Buyer , User , Startups , Scaleups — 02.08.2023

Enterprise Software Isn’t Dead — It’s Just Evolved

Christian Beck, Executive Partner, Growth Strategy & Design

Recently, I heard a VC discussing how enterprise software is dead. It got me thinking, “is that really true?” And THAT got me thinking, “what even is enterprise software?” 

To ultimately determine whether enterprise is dead, I’ll use my first-hand experiences with legacy digital products to first define what enterprise software was. Then, I’ll compare that with modern products to show what enterprise software has become and highlight what investors should be looking for in this market.

While enterprise used to refer to the software’s ICP, it now refers to the growth strategy. 

I first learned about enterprise software as an undergrad in 2002, and undoubtedly, it’s changed a lot since then. After all, back then software was largely on-premise, often installed via CD-ROM, and expensive to install and maintain (major throwback, I know). The technological landscape, and the entities within it, has changed immensely since I was in school. From conversations with investors, it’s clear enterprise in 2023 refers to software geared towards larger companies, with the potential to land and expand within the organization.

Enterprise isn’t dead — it’s just evolved.

The truth is that most investors in the B2B space are looking for opportunities for companies to land and expand no matter where they start.

Where old enterprise used to be plagued by outdated UX, weak brand and unclear messaging, modern enterprise software prioritizes these functions to differentiate from legacy companies and modern competitors.

Take a look at Rippling, an HR platform that proves enterprise software is better than ever. Rippling CEO Conrad Parker sets goals to build and sell multiple products from the outset because he knows the growth potential of a land and expand strategy. HR is arguably the most enterprise-y vertical there is. And switching platforms is still a huge pain in the ass for reasons beyond their control. But by investing in amazing UX, driven by an absolutely best-in-class product management organization that manages their product suite seamlessly, Rippling knows they’ll prove their value early, earning buy-in and growing within the organization. 

For other companies, the enterprise play is more subtle. Six years ago, I purchased Pipedrive as our primary sales tool because G2 told me that’s what other similar firms were doing. I bought the product not just because it was recommended but because I knew I didn’t want Salesforce given its size and complexity in 2017.

Innovatemap has grown alongside Pipedrive over time and today, we now spend 5x more annually on it than we did in the beginning. And since Pipedrive proved its value in one area of our organization, it’s worked its way throughout Innovatemap  —  from sales, to marketing, and even into client management. 

While Rippling is more aggressive with their growth strategy, Pipedrive is growing slower and more methodical. They’ve kept their features simple and highly focused. But over the past 18 months, I’ve noticed an uptick in feature releases, meaning they are matching the the growth of the companies they serve.
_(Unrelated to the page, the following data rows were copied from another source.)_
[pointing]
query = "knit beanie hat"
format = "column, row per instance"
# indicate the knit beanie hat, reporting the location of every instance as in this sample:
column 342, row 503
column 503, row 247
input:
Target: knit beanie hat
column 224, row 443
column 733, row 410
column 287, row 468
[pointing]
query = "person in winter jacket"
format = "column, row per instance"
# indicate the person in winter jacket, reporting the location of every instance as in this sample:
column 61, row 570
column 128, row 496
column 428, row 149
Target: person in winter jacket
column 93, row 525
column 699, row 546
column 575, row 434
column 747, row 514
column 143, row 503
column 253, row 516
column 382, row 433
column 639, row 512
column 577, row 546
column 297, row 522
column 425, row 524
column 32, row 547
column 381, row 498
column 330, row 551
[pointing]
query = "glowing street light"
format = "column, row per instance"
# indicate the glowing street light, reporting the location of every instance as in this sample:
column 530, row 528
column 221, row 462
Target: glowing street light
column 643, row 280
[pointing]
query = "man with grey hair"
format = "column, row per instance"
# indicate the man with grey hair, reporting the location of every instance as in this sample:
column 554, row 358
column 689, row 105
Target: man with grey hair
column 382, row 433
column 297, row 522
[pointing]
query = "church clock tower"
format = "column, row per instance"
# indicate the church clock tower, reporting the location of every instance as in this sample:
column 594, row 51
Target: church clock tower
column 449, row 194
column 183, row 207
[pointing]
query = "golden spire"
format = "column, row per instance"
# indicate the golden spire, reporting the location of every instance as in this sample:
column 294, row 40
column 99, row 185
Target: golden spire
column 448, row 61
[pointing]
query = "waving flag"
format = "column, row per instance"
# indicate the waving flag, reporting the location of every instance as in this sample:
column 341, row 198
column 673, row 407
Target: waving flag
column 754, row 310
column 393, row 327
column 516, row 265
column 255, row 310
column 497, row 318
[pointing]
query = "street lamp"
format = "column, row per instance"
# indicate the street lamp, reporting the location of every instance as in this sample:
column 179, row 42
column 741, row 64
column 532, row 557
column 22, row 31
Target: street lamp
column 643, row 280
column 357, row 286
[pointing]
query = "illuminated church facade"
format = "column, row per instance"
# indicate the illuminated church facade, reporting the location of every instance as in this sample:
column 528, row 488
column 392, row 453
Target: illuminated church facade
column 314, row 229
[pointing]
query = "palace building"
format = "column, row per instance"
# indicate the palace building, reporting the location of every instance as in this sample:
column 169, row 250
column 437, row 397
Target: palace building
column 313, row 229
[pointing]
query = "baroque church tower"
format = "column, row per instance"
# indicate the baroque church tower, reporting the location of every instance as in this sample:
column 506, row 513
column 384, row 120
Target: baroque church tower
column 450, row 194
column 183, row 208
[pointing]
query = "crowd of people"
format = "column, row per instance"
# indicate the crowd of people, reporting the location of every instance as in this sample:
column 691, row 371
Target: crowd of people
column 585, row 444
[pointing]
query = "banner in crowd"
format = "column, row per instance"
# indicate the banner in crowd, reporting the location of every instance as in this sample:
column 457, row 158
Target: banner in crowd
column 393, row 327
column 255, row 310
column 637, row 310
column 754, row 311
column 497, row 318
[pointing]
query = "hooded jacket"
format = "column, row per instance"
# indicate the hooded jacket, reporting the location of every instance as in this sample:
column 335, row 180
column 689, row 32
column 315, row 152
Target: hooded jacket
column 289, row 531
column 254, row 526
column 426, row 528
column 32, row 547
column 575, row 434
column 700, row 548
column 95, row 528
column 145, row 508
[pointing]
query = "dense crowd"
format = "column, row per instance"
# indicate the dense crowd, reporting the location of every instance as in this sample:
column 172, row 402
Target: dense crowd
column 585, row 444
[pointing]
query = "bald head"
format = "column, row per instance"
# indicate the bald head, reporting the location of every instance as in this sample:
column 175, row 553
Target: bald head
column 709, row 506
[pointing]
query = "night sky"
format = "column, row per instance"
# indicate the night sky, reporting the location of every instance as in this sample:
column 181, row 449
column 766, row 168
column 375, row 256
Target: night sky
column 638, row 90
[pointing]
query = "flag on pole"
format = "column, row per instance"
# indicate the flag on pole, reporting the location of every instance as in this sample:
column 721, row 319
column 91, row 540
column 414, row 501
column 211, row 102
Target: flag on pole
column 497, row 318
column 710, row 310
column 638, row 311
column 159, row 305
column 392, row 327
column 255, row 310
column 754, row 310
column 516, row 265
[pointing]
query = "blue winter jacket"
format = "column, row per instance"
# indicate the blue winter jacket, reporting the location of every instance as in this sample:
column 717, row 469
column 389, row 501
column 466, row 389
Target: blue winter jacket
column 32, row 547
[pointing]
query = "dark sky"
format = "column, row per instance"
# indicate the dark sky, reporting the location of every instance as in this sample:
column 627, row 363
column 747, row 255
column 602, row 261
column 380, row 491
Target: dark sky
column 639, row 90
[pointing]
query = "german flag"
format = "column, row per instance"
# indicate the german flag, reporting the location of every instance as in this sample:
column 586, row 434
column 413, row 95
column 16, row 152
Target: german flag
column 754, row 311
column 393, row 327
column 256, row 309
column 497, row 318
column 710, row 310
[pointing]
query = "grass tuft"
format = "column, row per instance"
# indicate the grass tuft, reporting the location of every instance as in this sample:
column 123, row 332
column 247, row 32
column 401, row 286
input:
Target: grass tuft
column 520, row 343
So while Pipedrive isn’t considered enterprise software by the 2002 definition, its methodical product feature strategy certainly proves that enterprise has evolved. 

Why does this matter? If you’ve been on the internet in the last 10 months, you’re probably aware that tech is taking a hit in the market. This correction is like a natural wildfire that will clear out underperformers, making way for new companies to grow. But it’s also hitting large enterprise software, like Salesforce and Microsoft, hard. When Salesforce entered the market, they positioned themselves directly against enterprises. They wanted to differentiate from the slow and outdated goliaths that ruled the industry (Siebel and Oracle). Now, they’ve come full-circle and become what they set out to destroy. 

So to answer my own question, the enterprise software model is absolutely alive, but it’s being reborn. 

Rather than long-term contracts, on-premise hardware or proprietary data all conspiring to create a moat, successful companies build their moat with brand, design and interoperability. 

Companies like Rippling and Pipedrive make me excited for the future of enterprise software. Larger enterprises are shedding talent and market share for new competitors to evolve. These new competitors will have strong brand and messaging, and killer user experience. There is more available capital than ever to fund these startups. And while investors are wise to look for unicorn opportunities,  they’d be wiser to seek out investments with strong product and brand competency. This enables smart, methodical and capital efficient growth.

Enterprise is no longer limited to tech behemoths. Now, successful enterprise starts small and grows with the companies they serve.